Richard North, on the EU Referendum website, has been following through and filling the gaps, and found that sums involved – though a fleabite in terms of the BBC’s overall revenues of £3.65bn a year – have added up to more than £20m for rafts of projects in the period 2007-12.
The money, it seems, is mainly channelled through the BBC’s charity arm, the body formerly known as the World Service Trust, and now with the title of ‘BBC Media Action – ‘transforming lives through the media around the world’.
In fact, a moment’s digging shows that among the main goals of ‘Media Action’ are concerted efforts to spread propaganda about climate change, sinisterly but clumsily masked as objective research, as this faux sociological exercise in Asia reveals. The goal is clearly to brainwash vast swathes of Asia – in line with the EU’s own collective thinking – that climate change is adversely affecting their lives and political action needs taking to combat it.
Another scheme for which BBC ‘Media Action’ successfully applied for money – to the tune of almost £4m – wasEuropean Neighbourhood and Partnership Instrument.
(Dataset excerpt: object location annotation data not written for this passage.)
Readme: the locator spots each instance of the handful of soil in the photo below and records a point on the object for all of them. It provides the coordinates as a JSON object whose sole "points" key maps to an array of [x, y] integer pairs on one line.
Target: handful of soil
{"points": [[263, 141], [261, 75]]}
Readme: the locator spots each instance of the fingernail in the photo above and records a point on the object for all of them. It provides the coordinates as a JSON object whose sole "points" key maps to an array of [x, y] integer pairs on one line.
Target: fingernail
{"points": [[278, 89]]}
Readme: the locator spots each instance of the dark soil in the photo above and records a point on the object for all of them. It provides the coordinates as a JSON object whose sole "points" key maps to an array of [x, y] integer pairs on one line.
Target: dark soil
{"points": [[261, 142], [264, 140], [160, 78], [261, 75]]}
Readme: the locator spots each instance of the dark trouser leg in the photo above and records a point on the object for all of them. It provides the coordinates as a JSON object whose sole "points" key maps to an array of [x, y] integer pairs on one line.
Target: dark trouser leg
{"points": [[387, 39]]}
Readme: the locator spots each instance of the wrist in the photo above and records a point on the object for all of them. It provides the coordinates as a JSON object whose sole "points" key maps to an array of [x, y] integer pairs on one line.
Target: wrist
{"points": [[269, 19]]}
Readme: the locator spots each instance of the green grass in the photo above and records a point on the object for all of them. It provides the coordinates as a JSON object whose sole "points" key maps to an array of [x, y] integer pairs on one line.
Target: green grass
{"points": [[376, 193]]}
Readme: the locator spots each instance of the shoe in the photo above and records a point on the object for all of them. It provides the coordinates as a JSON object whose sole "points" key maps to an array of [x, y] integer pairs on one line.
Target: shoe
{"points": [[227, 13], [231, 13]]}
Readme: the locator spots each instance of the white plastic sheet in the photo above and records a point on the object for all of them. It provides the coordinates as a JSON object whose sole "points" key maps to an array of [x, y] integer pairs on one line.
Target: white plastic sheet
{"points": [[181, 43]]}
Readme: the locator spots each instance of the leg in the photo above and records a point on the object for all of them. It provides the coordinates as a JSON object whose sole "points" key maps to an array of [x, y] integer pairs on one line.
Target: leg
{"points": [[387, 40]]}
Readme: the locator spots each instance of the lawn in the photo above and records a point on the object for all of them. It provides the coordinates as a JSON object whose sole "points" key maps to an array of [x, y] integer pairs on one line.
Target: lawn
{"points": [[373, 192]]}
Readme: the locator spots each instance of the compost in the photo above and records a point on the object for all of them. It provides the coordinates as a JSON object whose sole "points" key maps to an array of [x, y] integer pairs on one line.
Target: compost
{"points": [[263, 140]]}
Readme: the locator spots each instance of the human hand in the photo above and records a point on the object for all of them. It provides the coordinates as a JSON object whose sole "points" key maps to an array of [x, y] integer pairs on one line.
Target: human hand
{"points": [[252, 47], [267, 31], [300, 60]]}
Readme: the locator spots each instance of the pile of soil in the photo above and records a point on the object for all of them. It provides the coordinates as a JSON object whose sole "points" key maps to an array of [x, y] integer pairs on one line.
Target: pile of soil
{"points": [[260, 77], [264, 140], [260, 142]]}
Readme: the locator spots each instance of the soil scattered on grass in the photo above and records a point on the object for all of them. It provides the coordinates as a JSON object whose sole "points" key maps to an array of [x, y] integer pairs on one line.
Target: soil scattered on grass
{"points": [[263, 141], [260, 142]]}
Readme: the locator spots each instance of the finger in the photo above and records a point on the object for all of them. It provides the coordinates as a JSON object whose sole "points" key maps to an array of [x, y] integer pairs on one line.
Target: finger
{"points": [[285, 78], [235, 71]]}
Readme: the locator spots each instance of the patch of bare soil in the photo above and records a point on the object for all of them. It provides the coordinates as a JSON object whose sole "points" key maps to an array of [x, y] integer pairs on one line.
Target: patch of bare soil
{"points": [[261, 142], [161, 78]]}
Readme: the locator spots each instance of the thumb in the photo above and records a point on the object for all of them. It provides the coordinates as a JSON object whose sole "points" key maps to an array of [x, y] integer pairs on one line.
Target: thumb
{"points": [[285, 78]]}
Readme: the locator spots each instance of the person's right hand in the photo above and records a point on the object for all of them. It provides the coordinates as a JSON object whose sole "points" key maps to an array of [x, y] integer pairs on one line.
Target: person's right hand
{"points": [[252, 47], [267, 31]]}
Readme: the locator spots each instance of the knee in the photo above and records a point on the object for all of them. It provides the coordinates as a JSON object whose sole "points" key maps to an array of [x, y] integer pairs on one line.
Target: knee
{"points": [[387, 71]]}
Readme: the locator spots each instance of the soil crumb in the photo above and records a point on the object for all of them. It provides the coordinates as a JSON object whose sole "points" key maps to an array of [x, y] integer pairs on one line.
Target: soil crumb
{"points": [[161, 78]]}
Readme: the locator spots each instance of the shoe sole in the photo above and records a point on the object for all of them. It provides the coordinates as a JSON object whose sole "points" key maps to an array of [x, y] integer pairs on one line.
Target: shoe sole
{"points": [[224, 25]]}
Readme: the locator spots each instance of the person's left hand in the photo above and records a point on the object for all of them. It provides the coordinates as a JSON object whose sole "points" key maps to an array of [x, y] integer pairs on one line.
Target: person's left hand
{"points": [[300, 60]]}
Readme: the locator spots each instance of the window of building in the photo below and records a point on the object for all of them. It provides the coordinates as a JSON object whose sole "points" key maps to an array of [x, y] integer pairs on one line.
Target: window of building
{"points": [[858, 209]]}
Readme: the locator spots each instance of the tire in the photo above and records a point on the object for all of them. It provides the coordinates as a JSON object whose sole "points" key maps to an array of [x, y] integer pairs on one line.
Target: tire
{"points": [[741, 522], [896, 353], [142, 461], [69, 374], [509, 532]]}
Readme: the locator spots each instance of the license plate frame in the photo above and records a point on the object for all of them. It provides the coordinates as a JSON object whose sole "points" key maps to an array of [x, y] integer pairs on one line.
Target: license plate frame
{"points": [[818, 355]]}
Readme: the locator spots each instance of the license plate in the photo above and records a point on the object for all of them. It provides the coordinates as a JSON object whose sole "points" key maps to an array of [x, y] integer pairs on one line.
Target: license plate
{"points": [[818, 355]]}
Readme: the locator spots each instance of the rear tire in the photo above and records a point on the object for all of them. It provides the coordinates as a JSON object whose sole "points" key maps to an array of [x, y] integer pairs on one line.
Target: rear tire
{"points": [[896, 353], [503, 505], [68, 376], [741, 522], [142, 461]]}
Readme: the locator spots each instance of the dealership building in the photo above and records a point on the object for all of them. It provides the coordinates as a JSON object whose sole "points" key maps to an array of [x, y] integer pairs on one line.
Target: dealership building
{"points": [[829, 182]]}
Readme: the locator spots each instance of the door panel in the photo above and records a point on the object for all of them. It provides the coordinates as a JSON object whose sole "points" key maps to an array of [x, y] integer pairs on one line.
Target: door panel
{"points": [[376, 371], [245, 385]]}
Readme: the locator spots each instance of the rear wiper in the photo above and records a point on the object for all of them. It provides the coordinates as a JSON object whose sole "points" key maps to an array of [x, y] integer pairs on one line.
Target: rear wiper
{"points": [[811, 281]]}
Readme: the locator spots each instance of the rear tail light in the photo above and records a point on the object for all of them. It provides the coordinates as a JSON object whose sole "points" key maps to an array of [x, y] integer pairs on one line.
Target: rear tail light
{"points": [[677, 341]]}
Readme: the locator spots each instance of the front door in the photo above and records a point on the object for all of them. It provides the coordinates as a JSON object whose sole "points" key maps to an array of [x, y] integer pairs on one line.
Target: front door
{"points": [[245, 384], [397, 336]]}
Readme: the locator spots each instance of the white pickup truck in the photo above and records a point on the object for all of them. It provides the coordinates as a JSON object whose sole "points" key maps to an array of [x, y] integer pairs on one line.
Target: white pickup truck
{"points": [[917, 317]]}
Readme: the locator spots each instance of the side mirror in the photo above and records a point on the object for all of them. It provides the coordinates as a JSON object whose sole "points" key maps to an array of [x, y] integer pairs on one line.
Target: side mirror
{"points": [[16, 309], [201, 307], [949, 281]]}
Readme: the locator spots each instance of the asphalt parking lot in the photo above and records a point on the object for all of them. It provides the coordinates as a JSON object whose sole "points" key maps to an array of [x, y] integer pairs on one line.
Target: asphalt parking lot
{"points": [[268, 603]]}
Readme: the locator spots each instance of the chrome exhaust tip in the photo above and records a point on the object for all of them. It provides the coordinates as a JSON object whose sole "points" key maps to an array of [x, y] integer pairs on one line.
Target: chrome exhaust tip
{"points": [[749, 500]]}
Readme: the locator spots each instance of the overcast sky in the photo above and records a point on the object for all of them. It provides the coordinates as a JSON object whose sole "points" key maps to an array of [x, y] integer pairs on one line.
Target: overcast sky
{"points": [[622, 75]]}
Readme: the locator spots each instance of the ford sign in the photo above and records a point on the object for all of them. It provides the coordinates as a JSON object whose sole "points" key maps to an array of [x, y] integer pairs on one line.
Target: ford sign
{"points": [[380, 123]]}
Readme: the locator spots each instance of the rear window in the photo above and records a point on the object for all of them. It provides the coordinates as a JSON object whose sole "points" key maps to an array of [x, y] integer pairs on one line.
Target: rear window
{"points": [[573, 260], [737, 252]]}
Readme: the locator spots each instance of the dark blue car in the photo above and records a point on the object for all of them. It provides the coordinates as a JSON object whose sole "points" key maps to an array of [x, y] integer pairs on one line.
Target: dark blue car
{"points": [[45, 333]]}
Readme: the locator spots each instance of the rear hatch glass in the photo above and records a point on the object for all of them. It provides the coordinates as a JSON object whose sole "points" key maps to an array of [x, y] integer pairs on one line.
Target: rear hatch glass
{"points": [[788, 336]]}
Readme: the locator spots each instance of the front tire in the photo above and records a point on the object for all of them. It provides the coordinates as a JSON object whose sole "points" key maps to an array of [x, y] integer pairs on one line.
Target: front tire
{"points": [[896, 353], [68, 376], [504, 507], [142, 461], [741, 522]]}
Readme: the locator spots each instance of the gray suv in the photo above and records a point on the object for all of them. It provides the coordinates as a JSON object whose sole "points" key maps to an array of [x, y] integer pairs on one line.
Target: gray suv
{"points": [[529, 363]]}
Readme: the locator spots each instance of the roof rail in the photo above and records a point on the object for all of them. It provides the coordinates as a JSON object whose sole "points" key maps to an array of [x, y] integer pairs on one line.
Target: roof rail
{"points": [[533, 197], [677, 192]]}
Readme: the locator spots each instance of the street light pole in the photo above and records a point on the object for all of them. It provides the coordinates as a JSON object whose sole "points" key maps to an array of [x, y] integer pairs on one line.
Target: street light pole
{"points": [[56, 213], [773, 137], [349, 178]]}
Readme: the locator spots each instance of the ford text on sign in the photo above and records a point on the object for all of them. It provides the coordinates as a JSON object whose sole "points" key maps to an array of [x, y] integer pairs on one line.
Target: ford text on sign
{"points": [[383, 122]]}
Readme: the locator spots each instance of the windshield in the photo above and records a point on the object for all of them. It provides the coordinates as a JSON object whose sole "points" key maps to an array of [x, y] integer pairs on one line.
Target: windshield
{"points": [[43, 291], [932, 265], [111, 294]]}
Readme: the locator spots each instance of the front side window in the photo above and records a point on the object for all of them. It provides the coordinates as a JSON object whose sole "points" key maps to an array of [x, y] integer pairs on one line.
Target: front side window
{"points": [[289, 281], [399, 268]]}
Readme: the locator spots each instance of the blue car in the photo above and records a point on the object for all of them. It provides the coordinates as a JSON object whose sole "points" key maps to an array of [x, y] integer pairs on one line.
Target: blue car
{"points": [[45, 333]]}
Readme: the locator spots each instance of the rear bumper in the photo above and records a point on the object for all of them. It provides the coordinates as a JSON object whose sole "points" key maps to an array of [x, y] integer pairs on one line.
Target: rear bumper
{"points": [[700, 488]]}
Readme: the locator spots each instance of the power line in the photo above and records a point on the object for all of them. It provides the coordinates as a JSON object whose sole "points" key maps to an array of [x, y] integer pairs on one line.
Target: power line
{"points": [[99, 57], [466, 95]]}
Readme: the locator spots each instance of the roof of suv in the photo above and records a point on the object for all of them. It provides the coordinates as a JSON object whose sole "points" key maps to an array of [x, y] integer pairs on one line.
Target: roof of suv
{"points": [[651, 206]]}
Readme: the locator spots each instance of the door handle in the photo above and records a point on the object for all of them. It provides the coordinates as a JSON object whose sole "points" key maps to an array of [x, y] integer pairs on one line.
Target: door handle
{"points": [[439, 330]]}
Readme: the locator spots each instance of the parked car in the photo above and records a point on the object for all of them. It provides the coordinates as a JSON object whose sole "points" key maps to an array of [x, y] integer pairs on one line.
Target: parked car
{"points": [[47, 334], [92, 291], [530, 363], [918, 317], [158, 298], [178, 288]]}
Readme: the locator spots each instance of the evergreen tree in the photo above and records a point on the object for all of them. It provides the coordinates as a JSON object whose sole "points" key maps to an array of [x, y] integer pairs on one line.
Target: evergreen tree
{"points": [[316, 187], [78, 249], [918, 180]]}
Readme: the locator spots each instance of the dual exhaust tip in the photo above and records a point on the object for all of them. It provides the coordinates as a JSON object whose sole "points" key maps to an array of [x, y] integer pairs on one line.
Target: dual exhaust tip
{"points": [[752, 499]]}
This is the EU’s own definition of the Orwellian scheme:
“The ENP is a broad political strategy which has the ambitious objective of strengthening the prosperity, stability and security of Europe’s neighbourhood in order to avoid any dividing lines between the enlarged EU and its direct neighbours.”
That sounds like spreading pro-EU propaganda. Neither the BBC nor the EU are specific about how the BBC’s money has been used, but it seems that one goal is the training of journalists in the Ukraine. Would that be so that they can tell their fellow citizens how important links with the EU are? Newswatch has found in its latest report that a constant feature of coverage of the tension in the Ukraine by the BBC Today programme during the autumn was the characterisation of a battle between those who supported the EU and Russia.
The BBC, as it always does, denies flatly that its programme-making activities are affected in any way by the receipt of such funds. But Kate Hoey MP told the Spectator:
‘I have grave concerns about the bias of the BBC when it comes to EU matters. I find the whole thing shocking. The lack of transparency is unjustified. Why does it seem so worried about people knowing where it gets its money? What has the BBC got to hide other than knowing that many of us don’t trust them on EU matters and the need for a referendum on Britain’s EU membership?’
Ms Hoey adds that she has concerns that the BBC ‘very rarely’ reports Labour MPs’ views on Europe. She says:
‘Even Today in Parliament [on Radio 4] always tries to convey Tory splits on Europe, and this doesn’t help the perception of an EU bias. There are Labour MPs with strong views on Europe as well. It doesn’t help that the BBC very rarely reports these views.’